Jonathon also refuses to slow down.

Even while going through rehab in San Antonio, he went scuba diving, hunting, snow skiing and sailing. Ocean spearfishing is coming up.

Recently, he and a buddy from his Marine days went hunting in Montana. Jonathon, a scout sniper as a Marine, shot a bull elk from 951 yards away – or 9 1/2 times the length of one football field.

He also went to Virginia to be an extra in an episode of the AMC series “Turn: Washington’s Spies,” a Revolutionary War drama that is scheduled to resume in 2015. He played a one-legged pirate.

“It was a blast,” he said.

Watching Jonathon live life with zeal inspires Abbie.

“I pull a lot of my strength from him,” she said. “Honestly, we’ve been blessed as a family. We’re all still working through what’s happened, but we’ve come to terms with it.

“I’m thankful we have one another and have this incredible support system of each other.”

Jonathon also draws on that support, even if now it’s from a distance while living near Salt Lake City in Tooele, Utah. The past eight months have brought a new chapter for him.

He was required to stay on active duty until surgeries were completed and he was well down the road on rehab. He still had the familiarity of the military.

But he retired from the Marine Corps in March and is on his own. That has meant a different set of problems.

His medical care now comes through Veterans Affairs, which in recent months has been the target of federal investigations because of delays in care.

Jonathon has to take a “grocery sack full of medications,” as his dad put it. Sometimes the VA is late sending those meds, which causes problems.

“They’re so slow to react to everything,” Jonathon said. “Everything is covered with paperwork. No one wants to help.”

Karen was an occupational therapist before switching to police work at age 46, so she understands her son’s frustrations and needs.

“He hurts every day,” she said.

Karen takes pictures of flowers to relieve stress. She has more than 150 stored on her smartphone.

Jonathon has prosthetics but limits his use of them because they can be awkward and irritating. He has chronic pain in his left arm, and his right arm gets worn down from trying to compensate for his left.

Kelsi, his dog, helps. She’s a 70-pound Belgian Malinois that Jonathon adopted in 2011 out of the military service dog program.

“She’s not a full-blown service dog,” Jonathon said. “But she can retrieve this or that. She can pull my wheelchair around. I take her everywhere.”

Making a difference

Part of Jonathon longs to be able to go everywhere and do what he wants. Before his injury, he planned to either stay in the Marines or get out and become a firefighter or a federal agent.

“Now, everything I’ve thought about has fallen off the table,” he said, “and I have to start from square one.

“It’s really hard to find something that still means something to the world, that means something to me and makes a difference.”

Remember, making a difference is ingrained in his family’s DNA.

So he’s making meaningful plans.
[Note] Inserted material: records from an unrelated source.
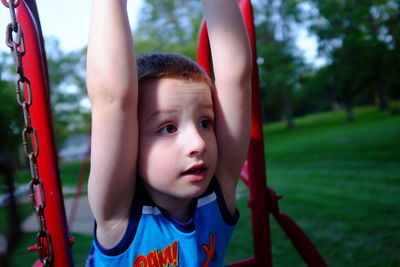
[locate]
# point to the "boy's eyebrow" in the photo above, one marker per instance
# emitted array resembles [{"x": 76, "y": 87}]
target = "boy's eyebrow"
[
  {"x": 162, "y": 111},
  {"x": 172, "y": 110}
]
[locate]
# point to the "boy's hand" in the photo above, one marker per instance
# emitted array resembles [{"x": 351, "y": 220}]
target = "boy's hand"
[
  {"x": 112, "y": 88},
  {"x": 231, "y": 53}
]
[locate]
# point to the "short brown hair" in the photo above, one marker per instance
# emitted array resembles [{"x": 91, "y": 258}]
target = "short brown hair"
[{"x": 163, "y": 65}]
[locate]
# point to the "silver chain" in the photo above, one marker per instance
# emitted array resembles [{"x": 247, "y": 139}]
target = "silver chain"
[{"x": 15, "y": 41}]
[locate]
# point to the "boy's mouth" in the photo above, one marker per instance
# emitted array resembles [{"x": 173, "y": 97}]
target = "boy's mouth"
[{"x": 196, "y": 169}]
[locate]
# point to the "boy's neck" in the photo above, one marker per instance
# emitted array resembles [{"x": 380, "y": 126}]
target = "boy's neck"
[{"x": 178, "y": 208}]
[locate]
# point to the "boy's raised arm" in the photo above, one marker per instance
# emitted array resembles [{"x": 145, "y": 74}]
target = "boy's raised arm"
[
  {"x": 231, "y": 54},
  {"x": 112, "y": 88}
]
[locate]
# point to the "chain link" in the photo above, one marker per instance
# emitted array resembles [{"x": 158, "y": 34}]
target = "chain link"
[{"x": 15, "y": 41}]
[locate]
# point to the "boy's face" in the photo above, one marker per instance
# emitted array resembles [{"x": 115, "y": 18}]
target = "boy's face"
[{"x": 177, "y": 143}]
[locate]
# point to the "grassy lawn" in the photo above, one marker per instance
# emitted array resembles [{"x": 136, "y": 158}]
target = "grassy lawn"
[{"x": 340, "y": 182}]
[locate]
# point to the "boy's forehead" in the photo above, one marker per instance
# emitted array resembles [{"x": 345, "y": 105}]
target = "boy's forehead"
[{"x": 167, "y": 93}]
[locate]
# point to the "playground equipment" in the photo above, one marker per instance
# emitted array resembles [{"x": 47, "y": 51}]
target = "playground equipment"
[{"x": 25, "y": 40}]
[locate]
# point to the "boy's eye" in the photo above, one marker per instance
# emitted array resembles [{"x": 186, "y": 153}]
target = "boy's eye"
[
  {"x": 168, "y": 129},
  {"x": 206, "y": 123}
]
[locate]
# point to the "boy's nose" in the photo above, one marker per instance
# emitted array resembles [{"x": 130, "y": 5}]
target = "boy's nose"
[{"x": 196, "y": 144}]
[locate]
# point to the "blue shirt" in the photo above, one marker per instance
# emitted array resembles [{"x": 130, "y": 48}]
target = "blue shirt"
[{"x": 154, "y": 238}]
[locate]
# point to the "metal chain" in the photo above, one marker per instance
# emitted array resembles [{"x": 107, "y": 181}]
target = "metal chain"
[{"x": 15, "y": 41}]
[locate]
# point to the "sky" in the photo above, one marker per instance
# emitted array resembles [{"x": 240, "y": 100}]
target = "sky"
[{"x": 68, "y": 21}]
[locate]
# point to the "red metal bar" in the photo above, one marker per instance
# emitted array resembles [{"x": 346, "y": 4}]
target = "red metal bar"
[
  {"x": 255, "y": 157},
  {"x": 35, "y": 66}
]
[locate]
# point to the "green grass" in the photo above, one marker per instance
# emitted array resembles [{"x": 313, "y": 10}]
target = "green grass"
[{"x": 340, "y": 182}]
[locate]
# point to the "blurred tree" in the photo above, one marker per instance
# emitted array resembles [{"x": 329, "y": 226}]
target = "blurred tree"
[
  {"x": 168, "y": 26},
  {"x": 68, "y": 90},
  {"x": 11, "y": 120},
  {"x": 280, "y": 67},
  {"x": 10, "y": 113},
  {"x": 359, "y": 38}
]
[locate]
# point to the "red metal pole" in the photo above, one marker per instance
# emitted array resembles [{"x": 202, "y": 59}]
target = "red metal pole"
[
  {"x": 35, "y": 65},
  {"x": 255, "y": 157}
]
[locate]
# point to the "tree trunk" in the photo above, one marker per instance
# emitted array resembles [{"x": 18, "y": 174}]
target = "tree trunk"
[
  {"x": 288, "y": 112},
  {"x": 383, "y": 97},
  {"x": 349, "y": 111}
]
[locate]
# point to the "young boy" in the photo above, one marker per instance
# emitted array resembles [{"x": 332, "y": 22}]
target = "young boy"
[{"x": 167, "y": 148}]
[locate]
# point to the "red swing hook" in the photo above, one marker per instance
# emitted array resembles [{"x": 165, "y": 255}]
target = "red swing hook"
[{"x": 7, "y": 4}]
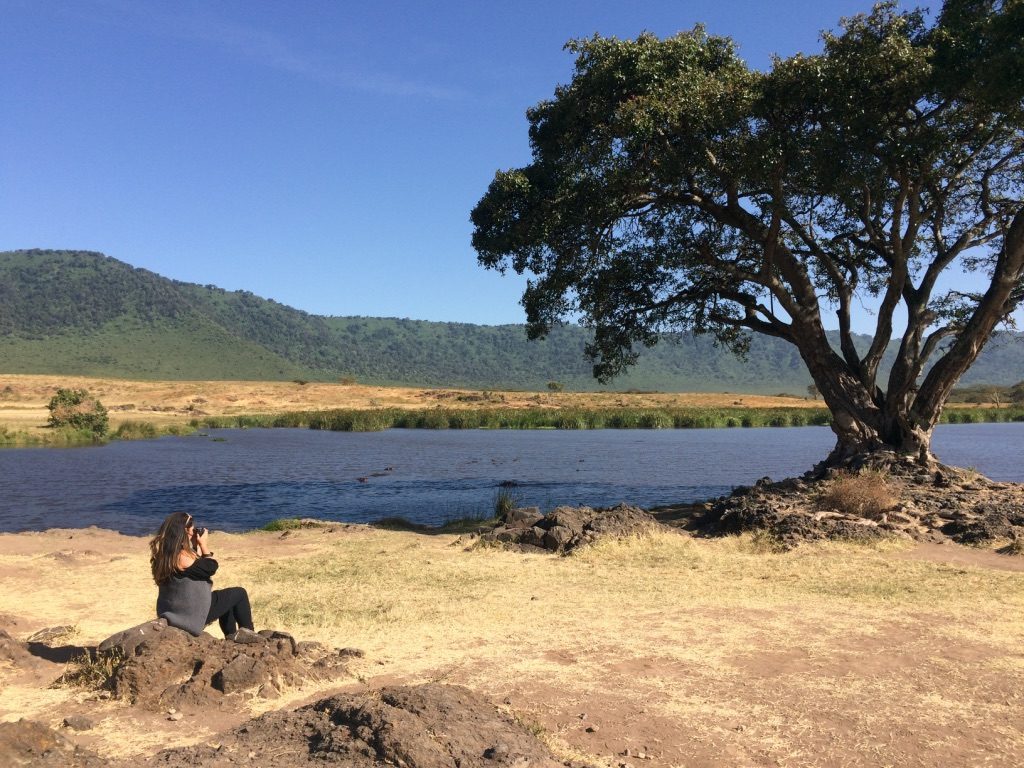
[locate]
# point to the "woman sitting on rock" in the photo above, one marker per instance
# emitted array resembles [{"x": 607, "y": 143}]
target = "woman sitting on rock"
[{"x": 183, "y": 567}]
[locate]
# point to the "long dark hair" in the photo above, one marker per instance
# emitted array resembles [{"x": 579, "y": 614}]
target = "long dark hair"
[{"x": 167, "y": 544}]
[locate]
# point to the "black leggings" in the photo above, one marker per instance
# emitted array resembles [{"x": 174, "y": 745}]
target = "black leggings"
[{"x": 230, "y": 607}]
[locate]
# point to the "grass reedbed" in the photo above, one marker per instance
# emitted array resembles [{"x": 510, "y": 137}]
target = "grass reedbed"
[{"x": 371, "y": 420}]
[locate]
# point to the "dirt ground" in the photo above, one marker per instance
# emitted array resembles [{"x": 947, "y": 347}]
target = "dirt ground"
[
  {"x": 665, "y": 650},
  {"x": 24, "y": 398}
]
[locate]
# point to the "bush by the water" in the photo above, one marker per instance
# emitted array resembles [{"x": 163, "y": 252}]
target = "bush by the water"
[
  {"x": 864, "y": 495},
  {"x": 79, "y": 411}
]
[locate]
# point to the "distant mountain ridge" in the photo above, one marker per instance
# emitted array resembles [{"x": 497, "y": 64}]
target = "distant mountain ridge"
[{"x": 83, "y": 312}]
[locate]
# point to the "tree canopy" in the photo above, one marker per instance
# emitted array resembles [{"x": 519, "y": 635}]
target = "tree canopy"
[{"x": 674, "y": 187}]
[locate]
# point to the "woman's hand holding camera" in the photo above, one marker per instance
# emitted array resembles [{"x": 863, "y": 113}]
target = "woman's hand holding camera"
[{"x": 200, "y": 541}]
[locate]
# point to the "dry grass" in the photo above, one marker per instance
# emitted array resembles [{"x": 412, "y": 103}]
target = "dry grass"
[
  {"x": 701, "y": 652},
  {"x": 866, "y": 494},
  {"x": 24, "y": 406}
]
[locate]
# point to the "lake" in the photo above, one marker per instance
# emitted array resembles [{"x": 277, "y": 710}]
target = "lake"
[{"x": 241, "y": 479}]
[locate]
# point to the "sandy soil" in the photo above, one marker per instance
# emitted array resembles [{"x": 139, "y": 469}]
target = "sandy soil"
[
  {"x": 24, "y": 398},
  {"x": 691, "y": 652}
]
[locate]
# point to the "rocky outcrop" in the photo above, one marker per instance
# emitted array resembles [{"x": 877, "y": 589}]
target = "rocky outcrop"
[
  {"x": 425, "y": 726},
  {"x": 950, "y": 505},
  {"x": 156, "y": 666},
  {"x": 565, "y": 528}
]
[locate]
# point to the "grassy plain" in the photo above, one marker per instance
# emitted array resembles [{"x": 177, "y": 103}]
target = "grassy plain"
[
  {"x": 143, "y": 409},
  {"x": 694, "y": 652}
]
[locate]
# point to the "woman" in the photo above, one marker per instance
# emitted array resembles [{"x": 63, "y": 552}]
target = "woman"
[{"x": 182, "y": 567}]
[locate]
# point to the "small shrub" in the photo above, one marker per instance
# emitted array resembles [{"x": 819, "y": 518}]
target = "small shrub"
[
  {"x": 92, "y": 673},
  {"x": 76, "y": 409},
  {"x": 283, "y": 523},
  {"x": 1016, "y": 547},
  {"x": 865, "y": 495},
  {"x": 505, "y": 502},
  {"x": 136, "y": 430}
]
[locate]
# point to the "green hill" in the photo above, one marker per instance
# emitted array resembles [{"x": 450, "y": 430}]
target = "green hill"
[{"x": 82, "y": 312}]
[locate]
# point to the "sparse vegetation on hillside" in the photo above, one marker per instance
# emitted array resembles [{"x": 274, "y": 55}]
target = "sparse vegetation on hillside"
[
  {"x": 84, "y": 313},
  {"x": 77, "y": 410}
]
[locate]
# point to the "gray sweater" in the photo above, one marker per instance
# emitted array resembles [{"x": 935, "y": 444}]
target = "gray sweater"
[{"x": 184, "y": 599}]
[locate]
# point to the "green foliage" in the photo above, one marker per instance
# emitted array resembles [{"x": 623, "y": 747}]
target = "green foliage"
[
  {"x": 75, "y": 409},
  {"x": 673, "y": 188},
  {"x": 505, "y": 502},
  {"x": 283, "y": 523},
  {"x": 179, "y": 336},
  {"x": 135, "y": 430}
]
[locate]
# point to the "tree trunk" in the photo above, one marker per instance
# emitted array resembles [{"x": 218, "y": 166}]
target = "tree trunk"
[{"x": 865, "y": 423}]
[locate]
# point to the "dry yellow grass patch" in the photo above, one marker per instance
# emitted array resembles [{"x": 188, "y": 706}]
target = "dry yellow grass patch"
[
  {"x": 694, "y": 651},
  {"x": 24, "y": 403}
]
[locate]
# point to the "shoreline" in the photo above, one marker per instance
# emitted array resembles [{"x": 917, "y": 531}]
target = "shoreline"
[
  {"x": 378, "y": 420},
  {"x": 805, "y": 650},
  {"x": 144, "y": 410}
]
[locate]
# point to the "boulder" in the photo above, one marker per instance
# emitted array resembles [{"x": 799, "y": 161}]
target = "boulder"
[
  {"x": 242, "y": 673},
  {"x": 170, "y": 668},
  {"x": 426, "y": 726},
  {"x": 127, "y": 640},
  {"x": 523, "y": 517},
  {"x": 567, "y": 527}
]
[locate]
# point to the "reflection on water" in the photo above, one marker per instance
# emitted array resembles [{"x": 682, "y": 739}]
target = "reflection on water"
[{"x": 244, "y": 478}]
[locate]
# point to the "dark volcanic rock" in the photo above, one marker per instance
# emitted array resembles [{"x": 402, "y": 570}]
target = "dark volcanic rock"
[
  {"x": 567, "y": 527},
  {"x": 427, "y": 726},
  {"x": 963, "y": 507},
  {"x": 127, "y": 640},
  {"x": 170, "y": 668}
]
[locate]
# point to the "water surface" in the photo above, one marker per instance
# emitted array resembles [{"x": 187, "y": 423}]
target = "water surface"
[{"x": 241, "y": 479}]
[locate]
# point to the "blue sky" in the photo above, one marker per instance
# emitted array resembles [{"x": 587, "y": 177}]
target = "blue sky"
[{"x": 326, "y": 155}]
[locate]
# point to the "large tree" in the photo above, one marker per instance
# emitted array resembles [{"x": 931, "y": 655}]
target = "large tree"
[{"x": 675, "y": 188}]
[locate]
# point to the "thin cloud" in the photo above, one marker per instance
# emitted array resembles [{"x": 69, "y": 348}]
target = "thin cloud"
[{"x": 269, "y": 50}]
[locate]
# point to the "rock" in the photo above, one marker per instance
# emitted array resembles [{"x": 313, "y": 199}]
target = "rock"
[
  {"x": 274, "y": 637},
  {"x": 426, "y": 726},
  {"x": 556, "y": 538},
  {"x": 171, "y": 668},
  {"x": 127, "y": 640},
  {"x": 567, "y": 527},
  {"x": 534, "y": 537},
  {"x": 50, "y": 634},
  {"x": 240, "y": 674},
  {"x": 248, "y": 637},
  {"x": 79, "y": 723},
  {"x": 523, "y": 517}
]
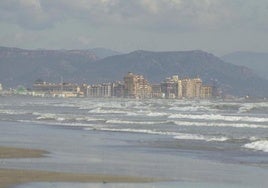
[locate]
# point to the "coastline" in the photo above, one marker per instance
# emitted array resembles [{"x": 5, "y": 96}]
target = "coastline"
[{"x": 12, "y": 177}]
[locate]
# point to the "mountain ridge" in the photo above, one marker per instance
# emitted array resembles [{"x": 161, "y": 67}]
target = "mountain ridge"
[{"x": 78, "y": 66}]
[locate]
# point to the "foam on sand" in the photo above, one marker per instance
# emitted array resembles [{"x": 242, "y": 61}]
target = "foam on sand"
[
  {"x": 176, "y": 135},
  {"x": 261, "y": 145}
]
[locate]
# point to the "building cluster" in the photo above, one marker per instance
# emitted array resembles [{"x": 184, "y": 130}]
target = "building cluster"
[{"x": 132, "y": 86}]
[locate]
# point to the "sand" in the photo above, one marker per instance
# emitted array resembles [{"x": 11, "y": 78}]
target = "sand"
[
  {"x": 9, "y": 152},
  {"x": 11, "y": 177}
]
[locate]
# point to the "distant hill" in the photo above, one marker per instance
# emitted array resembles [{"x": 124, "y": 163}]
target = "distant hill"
[
  {"x": 104, "y": 52},
  {"x": 256, "y": 61},
  {"x": 18, "y": 66},
  {"x": 156, "y": 66}
]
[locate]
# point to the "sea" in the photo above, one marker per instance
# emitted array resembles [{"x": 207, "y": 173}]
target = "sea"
[{"x": 182, "y": 143}]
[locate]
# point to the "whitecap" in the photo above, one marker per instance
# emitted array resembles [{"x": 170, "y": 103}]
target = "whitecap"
[
  {"x": 261, "y": 145},
  {"x": 176, "y": 135}
]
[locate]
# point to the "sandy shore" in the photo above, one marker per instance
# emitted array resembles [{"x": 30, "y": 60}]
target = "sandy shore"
[
  {"x": 9, "y": 152},
  {"x": 11, "y": 177}
]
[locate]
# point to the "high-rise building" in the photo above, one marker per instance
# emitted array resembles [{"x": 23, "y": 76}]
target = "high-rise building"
[{"x": 136, "y": 86}]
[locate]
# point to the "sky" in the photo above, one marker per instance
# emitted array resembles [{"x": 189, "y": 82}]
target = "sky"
[{"x": 215, "y": 26}]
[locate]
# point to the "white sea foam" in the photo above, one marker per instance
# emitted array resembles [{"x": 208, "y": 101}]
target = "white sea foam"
[
  {"x": 47, "y": 116},
  {"x": 117, "y": 121},
  {"x": 250, "y": 106},
  {"x": 200, "y": 137},
  {"x": 261, "y": 145},
  {"x": 176, "y": 135},
  {"x": 156, "y": 114},
  {"x": 218, "y": 117},
  {"x": 217, "y": 124},
  {"x": 190, "y": 108},
  {"x": 103, "y": 111},
  {"x": 13, "y": 112}
]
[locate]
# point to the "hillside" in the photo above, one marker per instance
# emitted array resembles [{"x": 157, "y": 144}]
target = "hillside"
[
  {"x": 256, "y": 61},
  {"x": 156, "y": 66},
  {"x": 23, "y": 67}
]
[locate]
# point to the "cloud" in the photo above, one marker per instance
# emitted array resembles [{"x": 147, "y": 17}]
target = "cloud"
[{"x": 178, "y": 15}]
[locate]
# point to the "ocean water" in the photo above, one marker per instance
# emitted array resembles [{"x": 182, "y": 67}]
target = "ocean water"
[{"x": 189, "y": 143}]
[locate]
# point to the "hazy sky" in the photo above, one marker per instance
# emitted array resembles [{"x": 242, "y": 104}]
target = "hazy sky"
[{"x": 217, "y": 26}]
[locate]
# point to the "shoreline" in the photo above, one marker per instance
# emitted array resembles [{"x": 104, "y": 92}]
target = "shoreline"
[{"x": 12, "y": 177}]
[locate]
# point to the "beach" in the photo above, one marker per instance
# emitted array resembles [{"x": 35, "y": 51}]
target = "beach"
[
  {"x": 11, "y": 177},
  {"x": 84, "y": 143}
]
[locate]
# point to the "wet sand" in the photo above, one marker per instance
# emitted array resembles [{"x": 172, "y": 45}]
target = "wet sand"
[
  {"x": 11, "y": 177},
  {"x": 10, "y": 152}
]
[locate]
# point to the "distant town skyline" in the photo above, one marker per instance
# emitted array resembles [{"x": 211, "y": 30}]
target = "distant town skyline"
[{"x": 216, "y": 26}]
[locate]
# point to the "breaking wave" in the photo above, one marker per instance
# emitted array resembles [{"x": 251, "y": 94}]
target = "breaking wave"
[
  {"x": 176, "y": 135},
  {"x": 116, "y": 121},
  {"x": 261, "y": 145},
  {"x": 218, "y": 117},
  {"x": 218, "y": 124}
]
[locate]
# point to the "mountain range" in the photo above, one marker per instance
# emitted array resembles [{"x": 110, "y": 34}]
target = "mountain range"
[
  {"x": 254, "y": 60},
  {"x": 23, "y": 67}
]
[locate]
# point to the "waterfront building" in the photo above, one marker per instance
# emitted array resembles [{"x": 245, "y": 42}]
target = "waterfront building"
[
  {"x": 100, "y": 90},
  {"x": 172, "y": 87},
  {"x": 156, "y": 91},
  {"x": 206, "y": 92},
  {"x": 41, "y": 88},
  {"x": 118, "y": 89},
  {"x": 191, "y": 88},
  {"x": 136, "y": 86}
]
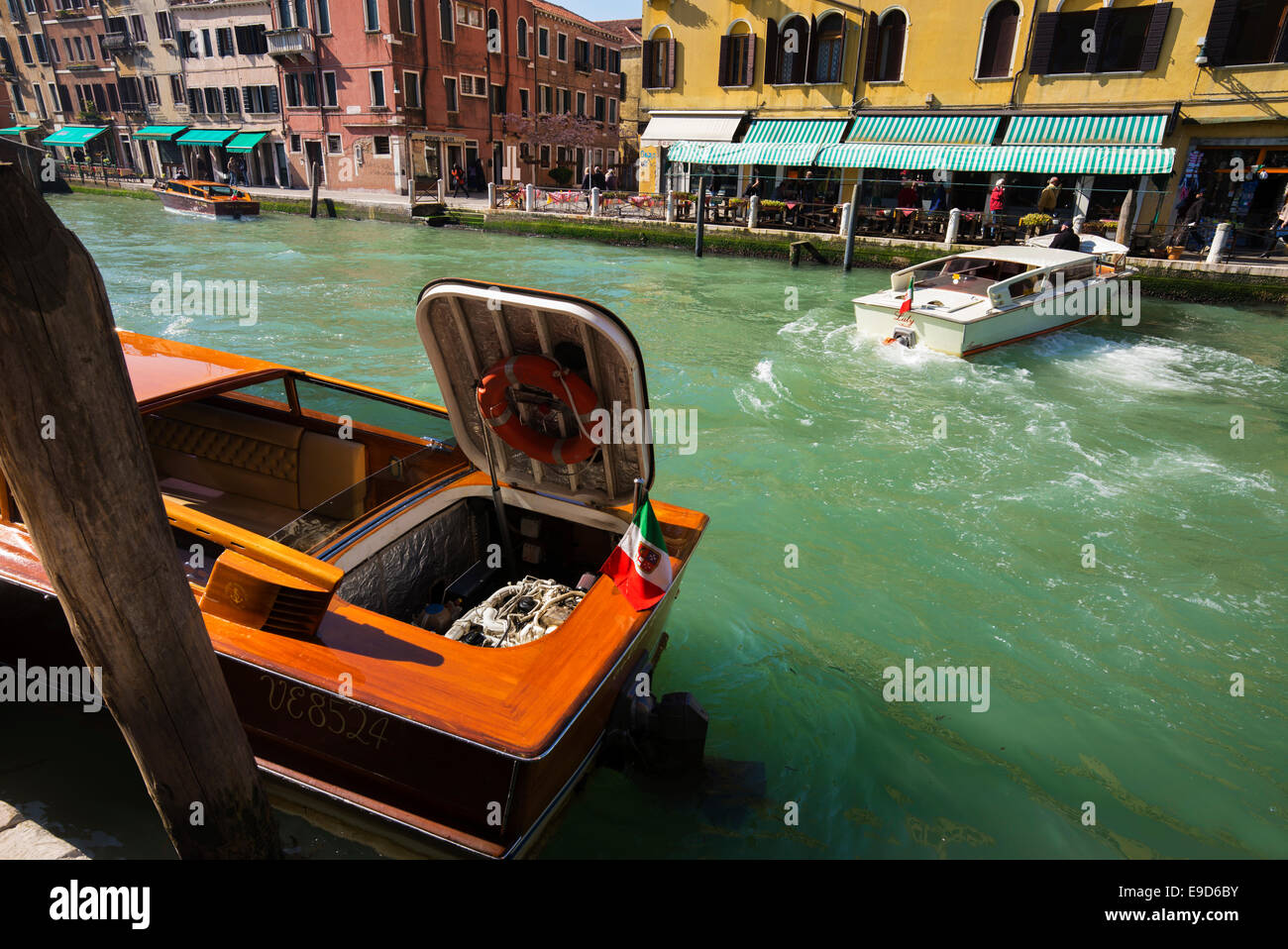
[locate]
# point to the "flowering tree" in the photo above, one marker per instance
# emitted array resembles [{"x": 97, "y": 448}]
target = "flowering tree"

Carefully.

“Once I narrow it down, I’ll go back to school, use the GI Bill,” Jonathon said. “But I don’t want to just go to school and change majors a thousand times before finding out what I want to do. I’ll do research first.”

The outdoors is his passion.

“I’ll find a way,” he said.

He’s thankful he can believe that.

“My life isn’t easy, with all the pain and loss,” Jonathon said. “I have all kinds of crap I deal with every day.

“People look at me differently – people who don’t know who I am or what I’ve done – but I’m still thankful I’m around. I can’t get out there and do everything, and that’s become a way of life.

“But falling out of my wheelchair in public doesn’t bother me like it used to. Falling off my prosthetics in public doesn’t bother me like it used to. People staring at me doesn’t bother me quite like it used to.”

You can hear the drive in his voice.

“I still have the power and ability to affect other people’s lives in a positive way,” he said, “and I’m thankful for that.

“My life may not be easy, but it’s not over.”